APRA’s proposed governance changes for RSEs were contained in a discussion paper. APRA now proposes to amend its standard, SPS 510, to:

  • Require at least one third of the members of both the Board Audit Committee and Board Remuneration Committee to be independent directors;
  • Require the chair of both the above Boards to be an independent director;
  • Prohibit the chairperson of the Board from acting as the chair of the Board Audit Committee.

ASIC Releases Report on Interest-only Home Loans and Responsible Lending

ASIC has released Report 445 which reviewed over 140 individual interest-only home loan files from 11 ADI and non-ADI lenders.

The main findings from the report were:

  • Nearly all lenders had a lack of evidence of inquiries into clients’ requirements and objectives
  • Lenders did not always ensure consumers had sufficient income above their expenses and loan repayments
  • Volatile and irregular incomes were treated very differently by lenders
  • Lenders relied too much on expense benchmarks as opposed to actual inquiries re expenses
  • Capacity to pay after the interest-only period was not always based on residual-term payments
  • Some lenders showed a lack of flexibility for hardship variations for interest-only home loans.

TIP: review your policies and procedures for dealing with interest-only loans.
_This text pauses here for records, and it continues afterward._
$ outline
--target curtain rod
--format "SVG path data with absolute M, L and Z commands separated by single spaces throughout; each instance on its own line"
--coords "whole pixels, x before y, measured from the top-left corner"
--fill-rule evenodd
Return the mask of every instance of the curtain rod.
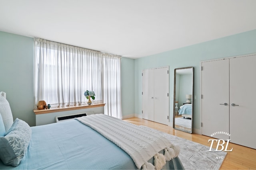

Read Report 445. Make any changes required to your policies and procedures.

Commercial Law

ACNs and TFNs to become a thing of the past?

In a red-tape busting move, Treasury has released an exposure draft Bill that, if enacted, will do away with Australian Company Numbers (ACNs) and Tax File Numbers (TFNs) for businesses. The Australian Business Number (ABN) would become the single numerical identifier for companies registered under the Corporations Act 2001. The changes are proposed to come into effect from 1 July 2016 and would apply to new registrations only. They would not affect existing registered companies.